Act fast, act local — The deluge of coronavirus data and misinformation have left many people confused. Some may wonder if public health precautions really work. This study, on top of other research, offers affirmative evidence that social distancing measures are one of our most effective tools to mitigate Covid-19.

The results also show that early, localized interventions save lives, scientists who were not involved in the research wrote in a related editorial.

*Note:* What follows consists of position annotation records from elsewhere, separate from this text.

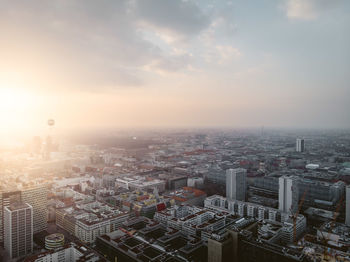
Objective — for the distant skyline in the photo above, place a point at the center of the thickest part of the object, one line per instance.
(172, 63)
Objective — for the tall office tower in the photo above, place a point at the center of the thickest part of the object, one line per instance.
(300, 145)
(288, 195)
(6, 198)
(347, 204)
(18, 229)
(37, 198)
(236, 183)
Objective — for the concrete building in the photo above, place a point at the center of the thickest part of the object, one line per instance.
(89, 220)
(288, 194)
(7, 198)
(300, 145)
(37, 198)
(18, 229)
(67, 253)
(236, 183)
(347, 203)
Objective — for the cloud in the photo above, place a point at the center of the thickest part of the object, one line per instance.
(96, 44)
(182, 18)
(309, 9)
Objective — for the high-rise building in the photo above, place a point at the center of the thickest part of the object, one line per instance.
(6, 198)
(288, 196)
(18, 229)
(236, 183)
(37, 198)
(347, 204)
(300, 145)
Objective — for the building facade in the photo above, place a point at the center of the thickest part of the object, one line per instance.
(236, 183)
(18, 229)
(300, 145)
(287, 194)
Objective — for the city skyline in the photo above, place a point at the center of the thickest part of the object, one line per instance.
(174, 64)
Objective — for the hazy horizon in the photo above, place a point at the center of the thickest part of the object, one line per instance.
(173, 64)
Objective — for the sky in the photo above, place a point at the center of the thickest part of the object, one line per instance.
(174, 63)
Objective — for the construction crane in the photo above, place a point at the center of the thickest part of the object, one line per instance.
(295, 217)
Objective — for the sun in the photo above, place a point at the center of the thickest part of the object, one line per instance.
(17, 106)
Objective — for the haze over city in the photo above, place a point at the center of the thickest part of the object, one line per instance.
(174, 130)
(96, 64)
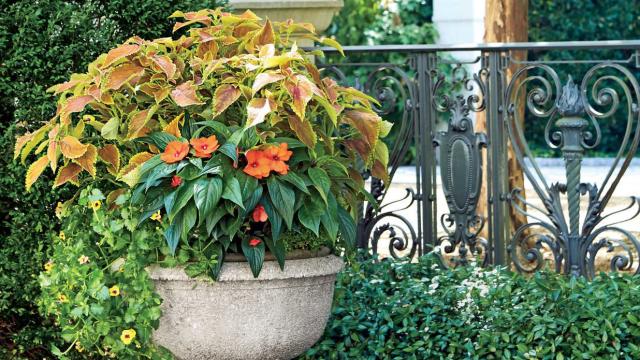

"Timing, distance, and data are critical during a pandemic," Jeffrey Koplan, the principal investigator of the Emory University Global Health Institute, wrote. "There is no one-size-fits-all community solution. To control the spread of the virus, we must localize our responses."

Partial abstract:
Background: Across the United States, various social distancing measures were implemented to control the spread of coronavirus disease 2019 (COVID-19). However, the effectiveness of such measures for specific regions with varying population demographic characteristics and different levels of adherence to social distancing is uncertain.
Results: The timing of and adherence to social distancing had a major effect on COVID-19 occurrence. In NYC, implementing social distancing measures 1 week earlier would have reduced the total number of confirmed cases from 203 261 to 41 366 as of 31 May 2020, whereas a 1-week delay could have increased the number of confirmed cases to 1 407 600. A delay in implementation had a differential effect on the number of cases in the Milwaukee metro area versus Dane County, indicating that the effect of social distancing measures varies even within the same state.
Limitation: The effect of weather conditions on transmission dynamics was not considered.
Conclusion: The timing of implementing and easing social distancing measures has major effects on the number of COVID-19 cases.